Cidade mineira tem medo e filas para vacinação após casos de febre amarela
Após duas tentativas de se vacinar contra a febre amarela, o aposentado José Pedro de Jesus, 72, decidiu madrugar. Morador de Piedade de Caratinga (MG), município com suspeita de quatro mortes pela doença, chegou ao posto de saúde à 1h desta terça (17).
"Eu estava vindo no amanhecer do dia, mas não conseguia senha e ficava nervoso. Não gosto de fila. Hoje, resolvi vir cedo", disse o aposentado, enquanto aguardava de cócoras a abertura do posto às 7h. Ele foi vacinado às 8h.
Desde o dia 10, o município de 8.000 habitantes, a 314 km de Belo Horizonte, tem filas de pessoas que esperam por imunização contra a febre.
Até segunda (16), Minas Gerais já contabilizava 152 casos suspeitos da doença, com 47 notificações de mortes. O balanço anterior do governo mineiro, da sexta-feira (13), contava 133 casos notificados e 38 mortes suspeitas.
Municípios com casos notificados de febre amarela
A procura intensa fez a vacina faltar em cidades como Governador Valadares, consideradas em situação de emergência pelo Estado.
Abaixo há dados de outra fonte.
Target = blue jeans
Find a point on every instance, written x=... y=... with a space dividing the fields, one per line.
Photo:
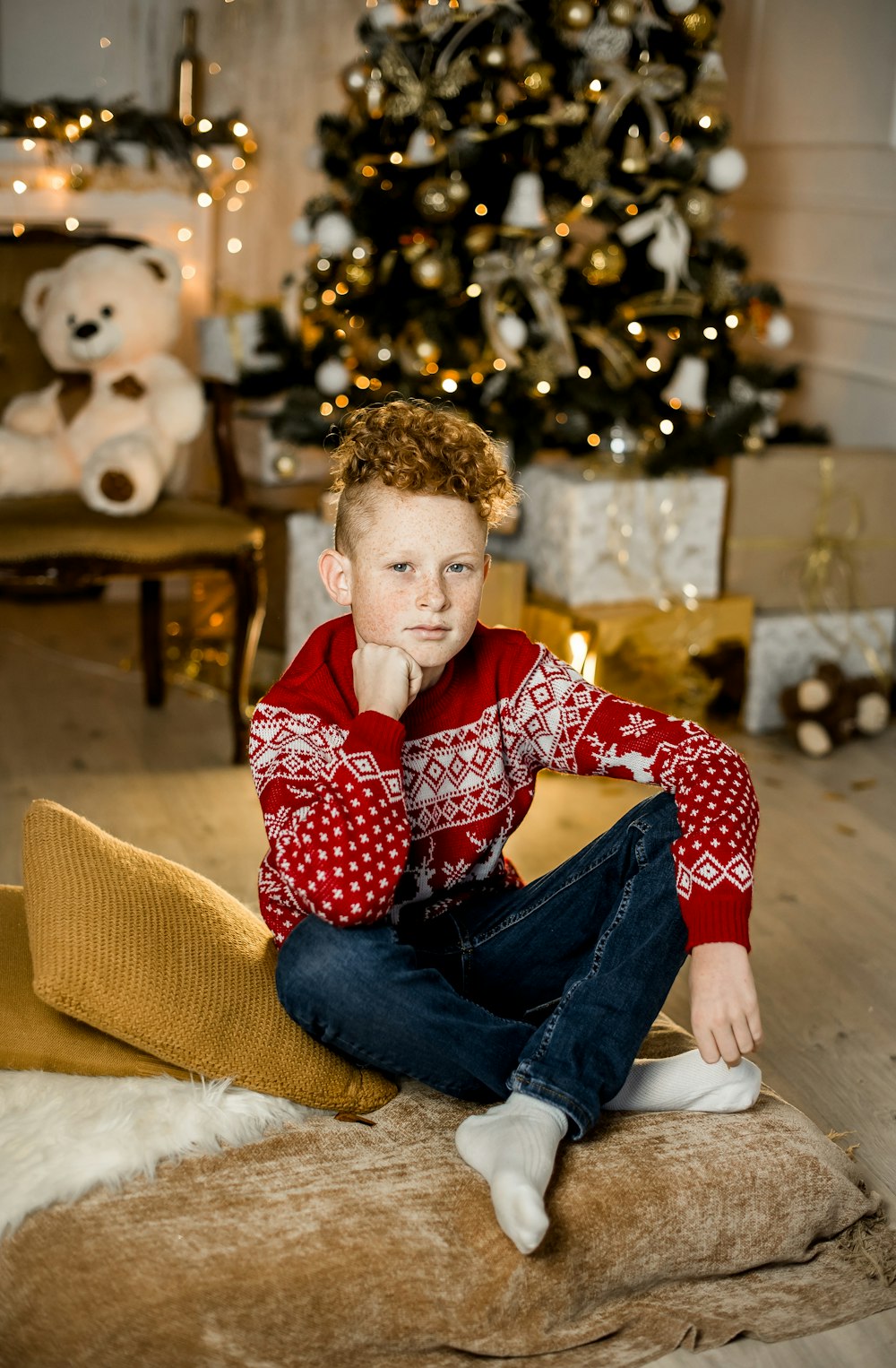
x=546 y=990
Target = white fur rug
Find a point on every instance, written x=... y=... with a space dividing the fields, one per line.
x=63 y=1134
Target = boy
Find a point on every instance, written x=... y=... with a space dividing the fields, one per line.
x=394 y=758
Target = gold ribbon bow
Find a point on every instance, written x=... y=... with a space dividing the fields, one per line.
x=526 y=268
x=647 y=85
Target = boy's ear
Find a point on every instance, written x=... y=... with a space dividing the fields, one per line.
x=335 y=571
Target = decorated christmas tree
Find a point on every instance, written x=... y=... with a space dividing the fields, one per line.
x=522 y=215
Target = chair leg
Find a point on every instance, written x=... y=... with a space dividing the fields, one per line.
x=251 y=588
x=151 y=642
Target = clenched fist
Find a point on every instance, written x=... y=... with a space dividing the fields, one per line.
x=386 y=679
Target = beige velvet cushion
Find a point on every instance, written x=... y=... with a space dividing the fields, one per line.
x=159 y=957
x=34 y=1035
x=350 y=1243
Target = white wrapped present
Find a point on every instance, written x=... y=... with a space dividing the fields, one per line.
x=787 y=647
x=589 y=538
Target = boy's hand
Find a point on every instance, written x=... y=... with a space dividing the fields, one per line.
x=386 y=679
x=724 y=1007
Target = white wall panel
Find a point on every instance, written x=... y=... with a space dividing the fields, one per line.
x=812 y=86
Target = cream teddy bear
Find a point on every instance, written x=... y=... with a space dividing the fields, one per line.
x=112 y=421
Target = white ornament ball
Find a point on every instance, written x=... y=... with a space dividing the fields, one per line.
x=334 y=233
x=301 y=231
x=688 y=384
x=779 y=330
x=526 y=207
x=725 y=169
x=332 y=377
x=512 y=332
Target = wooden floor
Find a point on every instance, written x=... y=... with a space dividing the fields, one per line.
x=74 y=730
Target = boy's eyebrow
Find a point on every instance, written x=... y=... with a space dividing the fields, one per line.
x=409 y=556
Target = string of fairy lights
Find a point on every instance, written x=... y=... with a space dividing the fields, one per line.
x=67 y=147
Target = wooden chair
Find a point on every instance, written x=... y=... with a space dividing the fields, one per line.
x=57 y=541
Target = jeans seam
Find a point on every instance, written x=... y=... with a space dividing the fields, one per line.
x=535 y=907
x=550 y=1025
x=561 y=1099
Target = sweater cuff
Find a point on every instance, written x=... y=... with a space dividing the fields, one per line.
x=379 y=735
x=717 y=920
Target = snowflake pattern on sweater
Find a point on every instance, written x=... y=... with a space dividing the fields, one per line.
x=366 y=817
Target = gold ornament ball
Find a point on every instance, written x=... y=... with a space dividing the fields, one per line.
x=538 y=78
x=483 y=111
x=574 y=14
x=436 y=197
x=355 y=77
x=360 y=275
x=621 y=13
x=493 y=56
x=699 y=25
x=605 y=264
x=428 y=271
x=427 y=349
x=696 y=207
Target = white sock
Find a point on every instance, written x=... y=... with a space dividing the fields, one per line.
x=687 y=1082
x=513 y=1147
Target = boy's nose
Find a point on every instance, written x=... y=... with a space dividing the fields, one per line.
x=433 y=591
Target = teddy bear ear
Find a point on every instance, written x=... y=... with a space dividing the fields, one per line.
x=161 y=263
x=34 y=297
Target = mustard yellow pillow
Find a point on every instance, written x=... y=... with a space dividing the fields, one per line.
x=34 y=1035
x=156 y=955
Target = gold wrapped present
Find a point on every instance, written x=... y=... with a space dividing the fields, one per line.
x=504 y=595
x=812 y=528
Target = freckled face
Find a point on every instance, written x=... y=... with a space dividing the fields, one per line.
x=416 y=575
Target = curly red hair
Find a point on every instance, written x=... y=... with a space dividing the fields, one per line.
x=416 y=446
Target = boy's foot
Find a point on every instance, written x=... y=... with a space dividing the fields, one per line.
x=687 y=1082
x=513 y=1147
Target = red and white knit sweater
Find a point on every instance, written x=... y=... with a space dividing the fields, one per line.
x=366 y=816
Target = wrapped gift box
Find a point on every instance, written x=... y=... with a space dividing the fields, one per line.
x=818 y=512
x=685 y=661
x=788 y=646
x=308 y=603
x=589 y=538
x=265 y=458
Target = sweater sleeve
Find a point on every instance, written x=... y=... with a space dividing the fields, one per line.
x=576 y=728
x=334 y=813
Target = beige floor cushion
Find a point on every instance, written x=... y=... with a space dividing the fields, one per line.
x=36 y=1035
x=153 y=954
x=340 y=1243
Na área urbana de Piedade de Caratinga, os dois postos que aplicam a imunização têm número limitado de doses por dia, a depender da quantidade enviada pela Secretaria de Saúde do Estado. Nesta terça, foram 300 –100 onde o aposentado esperava.
Mas o número de doses diárias já chegou a ser de 500 em apenas uma unidade, e caiu desde o início do surto, na semana passada. A restrição tem feito as pessoas chegarem antes de o sol nascer para não ficarem sem senha.
O outro posto da cidade tinha 200 senhas, distribuídas às 7h, e as vacinas começaram a ser aplicadas às 13h. Lá, a primeira pessoa chegou às 3h30 e, três horas depois, havia uma fila de quase 100, com idosos e crianças de colo.
"Distribuímos uma senha por pessoa. Já chegamos a dar mais de uma para quem pedia, mas isso criou um problema com os outros e tivemos até que chamar a polícia", afirma Cristiana Ferreira, 43, uma das enfermeiras do posto.
O lavrador Célio Machado, que chegou ao local às 3h40, enfrentou a fila pela segunda vez para pegar dez senhas e levar aos colegas de lavoura –ele diz que já conseguiu pegar cinco de uma vez. No entanto, recebeu apenas uma.
A Secretaria de Saúde de Piedade de Caratinga afirma que metade da população já foi vacinada e que também tem enviado agentes de saúde às zonas rurais –onde os casos estão concentrados.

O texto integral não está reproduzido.